By Patrick Markey
TRIPOLI (Reuters) - The United States evacuated its embassy in Libya on Saturday, driving its staff under heavy military guard across the border to Tunisia after escalating clashes broke out between rival militias in Tripoli.
Security in the Libyan capital has deteriorated following two weeks of fighting between brigades of former rebel fighters who have exchanged rocket, cannon and artillery fire in southern Tripoli near the embassy compound.
The violence is the worst seen in Tripoli since the 2011 fall of Muammar Gaddafi. The fighting has killed at least 50 people, shut down most international flights and forced the United Nations and Turkey to pull out their diplomatic staff.
F-16 fighters and Osprey aircraft carrying Marines provided security to the U.S. convoy as a precaution, but there were no incidents during the five-hour drive from Tripoli to Tunisia, U.S. officials said.
"Security has to come first. Regrettably, we had to take this step because the location of our embassy is in very close proximity to intense fighting and ongoing violence between armed Libyan factions," a U.S. State Department spokeswoman Marie Harf said in a statement.
Speaking to reporters in Paris before holding talks on the Middle East, U.S. Secretary of State John Kerry described Libya's situation of "free-wheeling militia violence" as a real risk to U.S. staff with clashes around the embassy.
SENSITIVE ISSUE
The State Department spokeswoman said staff would return to Tripoli once it was deemed safe. Until then, embassy operations would be conducted from elsewhere in the region and Washington.
Tripoli was quieter on Saturday after the U.S. evacuation, but at least 10 people were killed and 50 more injured in clashes between special forces and Islamist militants in the eastern city of Benghazi, security and hospital sources said.Security in Libya is an especially sensitive subject for the United States because of the Sept. 11, 2012, attack on the U.S. mission in Benghazi, in which militants killed Ambassador Chris Stevens and three other Americans.

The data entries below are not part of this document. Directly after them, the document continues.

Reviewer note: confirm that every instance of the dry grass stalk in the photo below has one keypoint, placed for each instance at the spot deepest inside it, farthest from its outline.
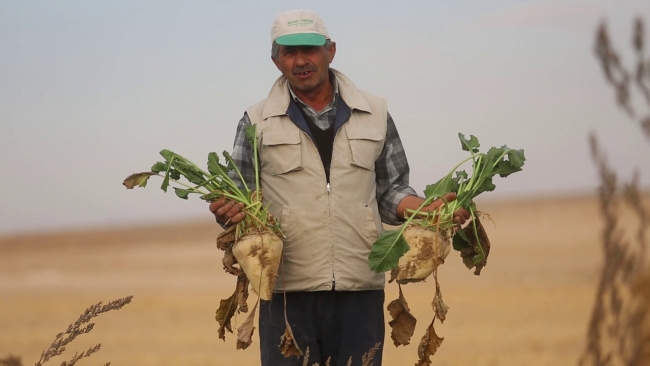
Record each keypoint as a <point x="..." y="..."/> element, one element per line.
<point x="616" y="327"/>
<point x="623" y="80"/>
<point x="79" y="327"/>
<point x="619" y="330"/>
<point x="11" y="360"/>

The attack also brought political fallout for President Barack Obama, with Republicans saying his administration did not provide sufficient overall security, did not respond quickly to the attack and then tried to cover up its shortcomings.
Ed Royce, Republican chairman of the House Committee on Foreign Affairs, told CNN on Saturday the administration needed to get "more engaged on the ground with the factions in Libya" to help bring the violence under control.
"I think they're on the right track (now) but late into the game in terms of trying to bring factions together and use U.S. leverage in order to try to work this out," Royce said.
A Libyan militant suspected of involvement in the 2012 attack, Ahmed Abu Khatallah, was captured in Libya last month and brought to the United States. He has pleaded not guilty.
The clashes for control of Tripoli International Airport are the latest eruption in a deepening rivalry among bands of ex-fighters who once battled side by side against Gaddafi, but have since turned against each other in the scramble for control.
Since the 2011 fall of Tripoli, fighters from the western town of Zintan and allies have controlled the area including the international airport, while rivals loyal to the port city of Misrata entrenched themselves in other parts of the capital.
Heavily armed, they have sided with competing political forces vying to shape the future of Libya in the messy transition since the end of Gaddafi's four-decade rule.
Libya's Western partners fear the OPEC oil-producing country is becoming increasingly polarized between two main groupings of competing militia brigades and their political allies.
One side is grouped around Zintan and their Tripoli allies, the Qaaqaa and al-Sawaiq brigades, who are loosely tied to the National Forces Alliance political movement in the parliament.
Opposing them is a faction centred around the more Islamist-leaning Misrata brigades and allied militias who side with the Justice and Construction Party, a wing of the Muslim Brotherhood.